If their results can be reproduced, it will be the first identified protein that did not originate here on Earth.
“This article describes the first protein found in a meteorite,” the researchers wrote in a document uploaded to the arXiv preprint server. Their work has not yet been reviewed, but the implications of this discovery are noteworthy.
Over the past few years, some of the building blocks of life as we know it have been discovered in meteorites. Cyanide, which may play a role in making the molecules needed for life; ribose, a type of sugar found in RNA; and amino acids, organic compounds that combine to form proteins.
Using 'modern' mass spectrometry, they discovered what they believe to be a protein in a meteorite called Acfer 086, found in Algeria in 1990.
While not proof of the existence of extraterrestrial living things, it is the discovery of protein as one of the building blocks of life in the cosmic rock. There are many processes that can produce protein, but as far as we know, life cannot exist without it.
The team not only found the amino acid glycine with a stronger signaling signal than the previous analysis, but also found that it is bound to other elements such as iron and lithium.
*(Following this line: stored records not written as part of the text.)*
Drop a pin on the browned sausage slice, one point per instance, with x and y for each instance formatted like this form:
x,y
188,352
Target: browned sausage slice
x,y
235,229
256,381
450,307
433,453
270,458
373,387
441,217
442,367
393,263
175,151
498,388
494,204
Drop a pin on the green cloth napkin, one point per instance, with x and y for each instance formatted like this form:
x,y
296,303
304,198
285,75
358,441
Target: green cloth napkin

When they ran simulations to see what was happening, they found that the glycine was not isolated; he was part of the protein.
Researchers call this newly discovered protein hemolitin. Although hemolithin is structurally similar to Earth's proteins, its deuterium isotopes are not the isotopes that occur naturally here on Earth.
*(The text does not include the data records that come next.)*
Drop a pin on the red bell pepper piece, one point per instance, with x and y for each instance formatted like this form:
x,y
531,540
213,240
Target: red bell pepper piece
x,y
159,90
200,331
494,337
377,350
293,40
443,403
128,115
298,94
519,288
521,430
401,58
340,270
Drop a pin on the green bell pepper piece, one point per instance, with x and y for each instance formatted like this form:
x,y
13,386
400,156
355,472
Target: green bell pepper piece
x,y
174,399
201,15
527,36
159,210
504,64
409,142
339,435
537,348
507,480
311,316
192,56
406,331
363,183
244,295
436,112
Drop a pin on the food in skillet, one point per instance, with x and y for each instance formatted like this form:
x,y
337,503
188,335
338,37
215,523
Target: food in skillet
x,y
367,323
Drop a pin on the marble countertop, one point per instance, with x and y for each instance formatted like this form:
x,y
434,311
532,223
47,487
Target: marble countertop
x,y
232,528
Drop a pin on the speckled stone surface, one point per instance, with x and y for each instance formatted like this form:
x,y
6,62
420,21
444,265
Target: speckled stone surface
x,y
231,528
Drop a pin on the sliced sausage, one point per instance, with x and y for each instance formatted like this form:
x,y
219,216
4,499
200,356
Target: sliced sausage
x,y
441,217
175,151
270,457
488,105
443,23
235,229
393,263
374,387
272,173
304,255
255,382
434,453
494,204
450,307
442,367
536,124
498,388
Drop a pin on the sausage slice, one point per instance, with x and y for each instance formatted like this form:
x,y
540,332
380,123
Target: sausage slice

However, isotopes are not uncommon in meteorites. In addition, the ratio of deuterium to hydrogen corresponds to long-period comets.
This suggests that the structure they identified as protein is of extraterrestrial origin and may have formed in the proto-solar disk over 4.6 billion years ago.
Similar methods can now be used on other meteorites in which amino acids have been found to see if similar structures can be found.
The study is currently available on arXiv.